■基因编码传感器和双光子成像的进展在单个树突棘水平上解锁了功能成像。可以在清醒的动物中实时测量突触活动。然而,需要工具来促进对该方法获得的大型数据集的分析。通常可用的用于对细胞体中的钙瞬变进行成像的软件套件不适合于脊柱成像,因为树突棘具有与细胞体不同的结构特征。我们提出了一个自动调整分析工具(AUTOTUNE),它提供了专门为从亚细胞区室提取和分析信号而开发的分析程序,包括树突亚区域和棘。
■尽管体内功能性突触成像数据的获取越来越容易获得,在对采集数据进行大量计算的分析中仍然存在障碍。这项研究的目的是通过提供一个全面的软件套件来克服这一障碍,该套件具有用户友好的界面,便于非程序员访问。
■我们通过体内从小鼠V1中的2/3层锥体神经元获得的树突成像数据的演示分析来证明我们的软件的实用性和有效性。还提供了用户手册和演示数据集。
■AUTOTUNE提供了一个强大的工作流程,用于分析来自神经元树突的功能成像数据。功能包括源图像配准,感兴趣区域的分割和结构周转的检测,荧光瞬态提取和平滑,从假定的反向传播动作电位中减去信号,以及刺激和行为参数反应调整分析。
■AUTOTUNE是开源的,可扩展用于多种功能性突触成像实验。由我们的软件提供的树突脊柱活动的功能表征的简易性可以加速新的功能研究,补充树突的形态学研究的几十年,并进一步扩大我们对健康和疾病中神经回路的理解。
UNASSIGNED: Advances in genetically encoded sensors and two-photon imaging have unlocked functional imaging at the level of single dendritic
spines. Synaptic activity can be measured in real time in awake animals. However, tools are needed to facilitate the analysis of the large datasets acquired by the approach. Commonly available software suites for imaging calcium transients in cell bodies are ill-suited for spine imaging as dendritic
spines have structural characteristics distinct from those of the cell bodies. We present an automated tuning analysis tool (AUTOTUNE), which provides analysis routines specifically developed for the extraction and analysis of signals from subcellular compartments, including dendritic subregions and
spines.
UNASSIGNED: Although the acquisition of in vivo functional synaptic imaging data is increasingly accessible, a hurdle remains in the computation-heavy analyses of the acquired data. The aim of this study is to overcome this barrier by offering a comprehensive software suite with a user-friendly interface for easy access to nonprogrammers.
UNASSIGNED: We demonstrate the utility and effectiveness of our software with demo analyses of dendritic imaging data acquired from layer 2/3 pyramidal neurons in mouse V1 in vivo. A user manual and demo datasets are also provided.
UNASSIGNED: AUTOTUNE provides a robust workflow for analyzing functional imaging data from neuronal dendrites. Features include source image registration, segmentation of regions-of-interest and detection of structural turnover, fluorescence transient extraction and smoothing, subtraction of signals from putative backpropagating action potentials, and stimulus and behavioral parameter response tuning analyses.

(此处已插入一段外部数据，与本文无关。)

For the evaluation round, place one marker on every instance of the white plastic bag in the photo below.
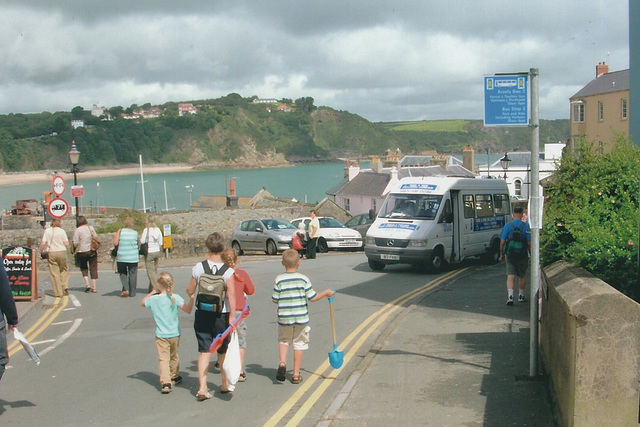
(28, 347)
(231, 365)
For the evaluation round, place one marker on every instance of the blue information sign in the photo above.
(506, 100)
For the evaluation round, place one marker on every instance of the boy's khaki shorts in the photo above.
(298, 335)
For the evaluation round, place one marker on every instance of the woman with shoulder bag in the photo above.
(56, 242)
(87, 258)
(152, 236)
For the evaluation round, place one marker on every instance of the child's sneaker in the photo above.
(282, 370)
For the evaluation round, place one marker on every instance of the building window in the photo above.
(578, 113)
(600, 111)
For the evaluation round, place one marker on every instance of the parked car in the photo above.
(333, 234)
(360, 223)
(271, 235)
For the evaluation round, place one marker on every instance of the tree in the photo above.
(591, 214)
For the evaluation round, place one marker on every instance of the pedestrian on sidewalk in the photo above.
(291, 292)
(208, 324)
(126, 239)
(8, 317)
(515, 245)
(312, 230)
(55, 242)
(153, 237)
(164, 306)
(87, 258)
(243, 286)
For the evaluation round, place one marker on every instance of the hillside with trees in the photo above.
(236, 131)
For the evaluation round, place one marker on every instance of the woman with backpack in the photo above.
(212, 317)
(515, 245)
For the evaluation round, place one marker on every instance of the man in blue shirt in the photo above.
(516, 266)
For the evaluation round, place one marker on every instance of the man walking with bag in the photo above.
(515, 245)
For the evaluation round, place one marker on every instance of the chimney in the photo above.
(376, 164)
(601, 69)
(468, 158)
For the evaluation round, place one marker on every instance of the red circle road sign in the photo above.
(58, 208)
(58, 185)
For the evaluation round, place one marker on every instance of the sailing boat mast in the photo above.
(144, 204)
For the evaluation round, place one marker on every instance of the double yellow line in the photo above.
(45, 320)
(362, 332)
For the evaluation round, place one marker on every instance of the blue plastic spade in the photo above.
(336, 358)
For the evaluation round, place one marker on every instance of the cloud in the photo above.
(381, 60)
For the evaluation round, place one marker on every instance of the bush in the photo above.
(591, 214)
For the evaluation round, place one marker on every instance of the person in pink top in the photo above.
(243, 287)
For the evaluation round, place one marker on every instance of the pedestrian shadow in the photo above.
(15, 404)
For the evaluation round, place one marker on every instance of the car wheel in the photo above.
(436, 262)
(375, 265)
(271, 248)
(236, 247)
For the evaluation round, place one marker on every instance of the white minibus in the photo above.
(430, 221)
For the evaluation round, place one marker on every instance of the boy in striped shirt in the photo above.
(291, 292)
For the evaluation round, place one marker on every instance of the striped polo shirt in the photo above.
(291, 292)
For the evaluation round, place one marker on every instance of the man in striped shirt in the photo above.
(291, 292)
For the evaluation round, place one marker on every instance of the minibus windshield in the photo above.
(416, 206)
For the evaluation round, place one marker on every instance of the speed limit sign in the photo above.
(58, 208)
(58, 185)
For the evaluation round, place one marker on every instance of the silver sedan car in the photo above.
(271, 235)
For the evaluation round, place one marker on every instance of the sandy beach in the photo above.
(43, 176)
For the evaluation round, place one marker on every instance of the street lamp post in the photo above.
(505, 162)
(189, 190)
(74, 157)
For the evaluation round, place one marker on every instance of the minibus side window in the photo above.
(447, 214)
(502, 205)
(469, 209)
(484, 205)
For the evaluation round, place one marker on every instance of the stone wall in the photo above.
(590, 348)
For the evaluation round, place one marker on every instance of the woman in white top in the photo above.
(56, 242)
(153, 237)
(87, 258)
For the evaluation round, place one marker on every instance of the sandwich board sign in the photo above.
(506, 100)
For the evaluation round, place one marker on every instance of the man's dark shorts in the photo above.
(207, 326)
(517, 268)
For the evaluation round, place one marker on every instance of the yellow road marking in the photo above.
(41, 324)
(381, 315)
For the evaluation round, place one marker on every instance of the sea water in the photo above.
(305, 183)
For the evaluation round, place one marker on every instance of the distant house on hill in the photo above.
(186, 108)
(601, 108)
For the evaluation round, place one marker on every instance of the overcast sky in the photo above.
(383, 60)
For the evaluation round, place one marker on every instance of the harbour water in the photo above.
(304, 182)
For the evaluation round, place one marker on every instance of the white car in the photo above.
(333, 234)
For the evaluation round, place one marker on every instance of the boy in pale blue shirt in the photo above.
(164, 306)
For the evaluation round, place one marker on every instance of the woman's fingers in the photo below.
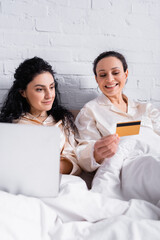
(105, 147)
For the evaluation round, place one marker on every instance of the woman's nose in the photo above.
(109, 78)
(48, 94)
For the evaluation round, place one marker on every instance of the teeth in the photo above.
(111, 86)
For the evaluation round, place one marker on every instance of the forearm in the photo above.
(65, 166)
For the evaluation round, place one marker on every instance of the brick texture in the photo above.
(71, 33)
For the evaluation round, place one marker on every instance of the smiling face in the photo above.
(111, 77)
(40, 93)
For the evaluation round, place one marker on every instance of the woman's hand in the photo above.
(105, 147)
(65, 166)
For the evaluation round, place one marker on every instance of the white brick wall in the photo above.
(71, 33)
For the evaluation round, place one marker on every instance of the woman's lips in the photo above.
(47, 102)
(111, 86)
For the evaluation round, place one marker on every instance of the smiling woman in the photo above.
(97, 120)
(34, 99)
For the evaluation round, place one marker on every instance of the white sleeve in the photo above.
(88, 135)
(154, 115)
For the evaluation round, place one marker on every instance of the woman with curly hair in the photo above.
(34, 99)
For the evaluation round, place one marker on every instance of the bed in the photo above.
(123, 201)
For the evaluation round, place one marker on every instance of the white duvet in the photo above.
(123, 203)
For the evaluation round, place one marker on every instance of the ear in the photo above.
(96, 78)
(23, 93)
(126, 73)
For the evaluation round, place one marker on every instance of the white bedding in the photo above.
(122, 204)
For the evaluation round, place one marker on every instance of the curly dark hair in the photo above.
(110, 54)
(15, 104)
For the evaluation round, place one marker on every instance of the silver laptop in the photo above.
(29, 159)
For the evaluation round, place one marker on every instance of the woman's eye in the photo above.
(115, 73)
(39, 89)
(53, 87)
(103, 75)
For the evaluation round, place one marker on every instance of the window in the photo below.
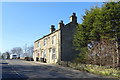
(45, 42)
(53, 39)
(38, 44)
(53, 54)
(44, 53)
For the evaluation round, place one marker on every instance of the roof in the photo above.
(47, 35)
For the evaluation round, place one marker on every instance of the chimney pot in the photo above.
(52, 29)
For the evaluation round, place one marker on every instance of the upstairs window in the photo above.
(53, 53)
(45, 42)
(44, 53)
(38, 44)
(53, 39)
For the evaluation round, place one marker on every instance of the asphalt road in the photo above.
(32, 70)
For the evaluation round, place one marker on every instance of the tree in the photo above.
(98, 23)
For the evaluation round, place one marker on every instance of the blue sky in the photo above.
(25, 22)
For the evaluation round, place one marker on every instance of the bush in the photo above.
(101, 70)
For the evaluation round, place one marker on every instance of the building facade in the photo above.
(57, 45)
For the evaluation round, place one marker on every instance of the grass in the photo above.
(101, 70)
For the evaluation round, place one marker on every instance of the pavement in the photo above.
(35, 70)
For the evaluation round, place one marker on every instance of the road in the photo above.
(29, 69)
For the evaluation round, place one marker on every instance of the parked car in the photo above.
(13, 56)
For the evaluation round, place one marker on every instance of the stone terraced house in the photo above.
(57, 45)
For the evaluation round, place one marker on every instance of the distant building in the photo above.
(57, 46)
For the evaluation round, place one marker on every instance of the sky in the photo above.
(25, 22)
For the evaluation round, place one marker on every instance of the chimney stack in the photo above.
(73, 18)
(52, 29)
(60, 24)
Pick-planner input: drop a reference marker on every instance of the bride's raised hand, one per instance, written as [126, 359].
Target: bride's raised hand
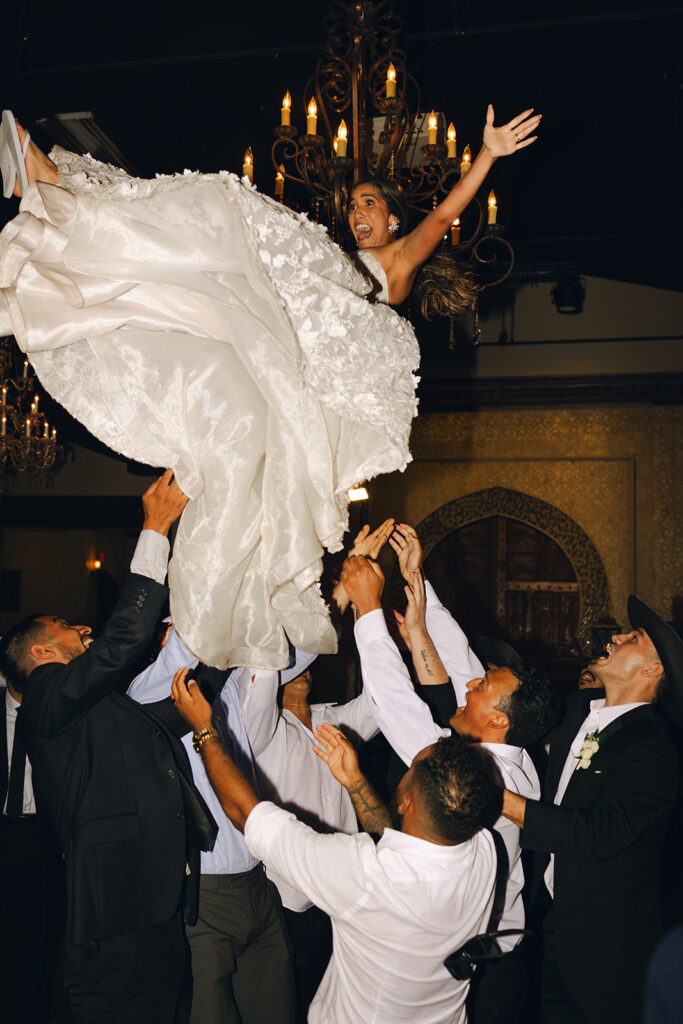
[506, 139]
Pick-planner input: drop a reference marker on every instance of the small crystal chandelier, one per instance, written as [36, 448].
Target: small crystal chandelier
[27, 441]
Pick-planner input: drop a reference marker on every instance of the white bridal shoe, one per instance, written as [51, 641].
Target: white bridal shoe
[12, 155]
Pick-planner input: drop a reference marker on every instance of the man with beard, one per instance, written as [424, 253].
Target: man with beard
[116, 785]
[612, 778]
[504, 710]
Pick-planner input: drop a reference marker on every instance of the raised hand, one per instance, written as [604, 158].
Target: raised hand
[339, 756]
[508, 138]
[163, 503]
[402, 631]
[371, 544]
[407, 545]
[363, 581]
[417, 604]
[341, 759]
[189, 700]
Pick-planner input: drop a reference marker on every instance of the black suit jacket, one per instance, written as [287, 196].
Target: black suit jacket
[607, 837]
[114, 779]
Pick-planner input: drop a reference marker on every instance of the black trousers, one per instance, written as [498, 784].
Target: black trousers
[498, 991]
[241, 951]
[27, 889]
[564, 1005]
[135, 978]
[311, 936]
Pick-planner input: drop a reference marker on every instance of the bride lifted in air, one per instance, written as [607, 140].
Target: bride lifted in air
[190, 322]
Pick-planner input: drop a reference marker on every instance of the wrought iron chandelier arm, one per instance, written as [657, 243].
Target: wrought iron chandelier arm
[423, 240]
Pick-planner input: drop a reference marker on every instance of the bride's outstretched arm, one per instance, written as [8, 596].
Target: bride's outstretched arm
[39, 167]
[418, 246]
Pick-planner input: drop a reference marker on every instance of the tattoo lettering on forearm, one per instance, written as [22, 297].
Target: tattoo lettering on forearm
[425, 662]
[372, 813]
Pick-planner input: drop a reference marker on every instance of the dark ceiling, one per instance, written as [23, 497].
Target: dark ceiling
[178, 84]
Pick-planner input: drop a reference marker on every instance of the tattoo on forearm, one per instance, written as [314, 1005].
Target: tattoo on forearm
[425, 662]
[372, 813]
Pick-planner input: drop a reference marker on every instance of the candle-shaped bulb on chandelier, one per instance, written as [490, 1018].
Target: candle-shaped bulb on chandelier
[451, 141]
[466, 162]
[311, 119]
[342, 138]
[280, 181]
[391, 82]
[248, 166]
[286, 112]
[432, 125]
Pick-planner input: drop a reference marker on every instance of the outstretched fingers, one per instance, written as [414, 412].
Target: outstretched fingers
[520, 118]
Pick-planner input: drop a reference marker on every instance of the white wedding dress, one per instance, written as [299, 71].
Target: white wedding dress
[190, 322]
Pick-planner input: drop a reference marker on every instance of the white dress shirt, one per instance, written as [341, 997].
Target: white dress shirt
[229, 854]
[289, 772]
[151, 555]
[11, 708]
[408, 724]
[397, 910]
[454, 648]
[598, 718]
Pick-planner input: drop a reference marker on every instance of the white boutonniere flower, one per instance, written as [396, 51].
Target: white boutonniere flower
[590, 747]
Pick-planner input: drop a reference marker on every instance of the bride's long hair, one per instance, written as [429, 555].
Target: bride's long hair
[444, 286]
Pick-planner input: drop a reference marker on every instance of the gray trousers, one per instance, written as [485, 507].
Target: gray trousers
[242, 955]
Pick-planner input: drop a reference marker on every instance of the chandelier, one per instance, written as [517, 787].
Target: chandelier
[364, 118]
[27, 441]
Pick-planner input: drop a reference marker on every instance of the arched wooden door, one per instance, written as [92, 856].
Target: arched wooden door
[506, 578]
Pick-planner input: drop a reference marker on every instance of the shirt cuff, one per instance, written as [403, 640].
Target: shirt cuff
[261, 827]
[430, 596]
[371, 627]
[151, 556]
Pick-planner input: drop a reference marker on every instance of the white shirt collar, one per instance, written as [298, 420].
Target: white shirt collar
[12, 705]
[402, 843]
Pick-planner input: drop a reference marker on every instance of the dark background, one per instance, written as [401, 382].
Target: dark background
[180, 85]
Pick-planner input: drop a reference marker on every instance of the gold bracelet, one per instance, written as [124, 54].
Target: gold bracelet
[200, 737]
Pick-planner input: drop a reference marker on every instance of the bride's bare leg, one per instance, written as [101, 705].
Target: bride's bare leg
[38, 166]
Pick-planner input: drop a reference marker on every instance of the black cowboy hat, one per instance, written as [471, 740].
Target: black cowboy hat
[491, 650]
[668, 640]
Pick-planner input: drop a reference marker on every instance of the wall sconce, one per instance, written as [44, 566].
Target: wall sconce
[568, 295]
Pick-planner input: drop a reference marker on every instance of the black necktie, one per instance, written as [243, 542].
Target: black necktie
[15, 787]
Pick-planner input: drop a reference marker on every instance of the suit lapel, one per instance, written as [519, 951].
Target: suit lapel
[4, 778]
[631, 718]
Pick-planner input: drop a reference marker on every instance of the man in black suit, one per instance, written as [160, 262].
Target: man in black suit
[117, 787]
[28, 878]
[612, 779]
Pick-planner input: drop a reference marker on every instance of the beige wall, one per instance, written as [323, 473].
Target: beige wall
[548, 343]
[616, 472]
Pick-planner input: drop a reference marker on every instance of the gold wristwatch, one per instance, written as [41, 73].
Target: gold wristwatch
[200, 737]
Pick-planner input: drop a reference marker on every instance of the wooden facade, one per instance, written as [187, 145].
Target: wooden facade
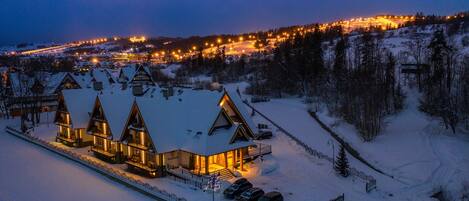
[66, 133]
[141, 155]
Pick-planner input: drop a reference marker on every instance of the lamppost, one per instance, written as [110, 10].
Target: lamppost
[213, 184]
[331, 143]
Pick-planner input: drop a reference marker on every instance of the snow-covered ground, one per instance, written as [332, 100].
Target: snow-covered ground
[421, 155]
[30, 173]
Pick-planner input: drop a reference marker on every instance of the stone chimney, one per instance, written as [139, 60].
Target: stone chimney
[137, 90]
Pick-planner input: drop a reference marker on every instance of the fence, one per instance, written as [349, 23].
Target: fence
[115, 174]
[313, 152]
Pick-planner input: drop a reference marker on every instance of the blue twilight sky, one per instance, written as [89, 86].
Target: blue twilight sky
[65, 20]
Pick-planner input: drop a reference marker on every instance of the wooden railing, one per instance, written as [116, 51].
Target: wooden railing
[110, 172]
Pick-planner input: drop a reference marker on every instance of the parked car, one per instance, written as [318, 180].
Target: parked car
[271, 196]
[251, 194]
[264, 134]
[237, 188]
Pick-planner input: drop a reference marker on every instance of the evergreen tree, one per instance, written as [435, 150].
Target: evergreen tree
[341, 163]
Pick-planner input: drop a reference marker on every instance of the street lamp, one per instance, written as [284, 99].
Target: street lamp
[331, 143]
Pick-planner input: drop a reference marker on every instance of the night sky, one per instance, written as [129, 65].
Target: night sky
[65, 20]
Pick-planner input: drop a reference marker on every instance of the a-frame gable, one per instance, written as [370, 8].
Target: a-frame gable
[222, 121]
[239, 135]
[98, 113]
[227, 102]
[136, 115]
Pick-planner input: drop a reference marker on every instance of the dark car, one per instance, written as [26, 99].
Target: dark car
[264, 134]
[272, 196]
[251, 194]
[237, 188]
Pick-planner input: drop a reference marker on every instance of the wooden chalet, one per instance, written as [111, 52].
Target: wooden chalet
[22, 96]
[106, 125]
[72, 117]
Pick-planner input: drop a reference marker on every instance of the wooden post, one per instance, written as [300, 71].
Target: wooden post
[241, 159]
[226, 159]
[206, 164]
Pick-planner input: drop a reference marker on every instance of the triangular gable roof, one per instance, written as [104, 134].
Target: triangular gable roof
[116, 108]
[183, 122]
[79, 103]
[241, 108]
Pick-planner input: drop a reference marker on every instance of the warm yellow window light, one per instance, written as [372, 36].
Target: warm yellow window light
[142, 137]
[104, 129]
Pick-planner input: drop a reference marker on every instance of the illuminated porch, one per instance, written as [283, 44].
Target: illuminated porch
[231, 160]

UNASSIGNED: AUTOTUNE is open-source and extendable for diverse functional synaptic imaging experiments. The ease of functional characterization of dendritic spine activity provided by our software can accelerate new functional studies that complement decades of morphological studies of dendrites, and further expand our understanding of neural circuits in health and in disease.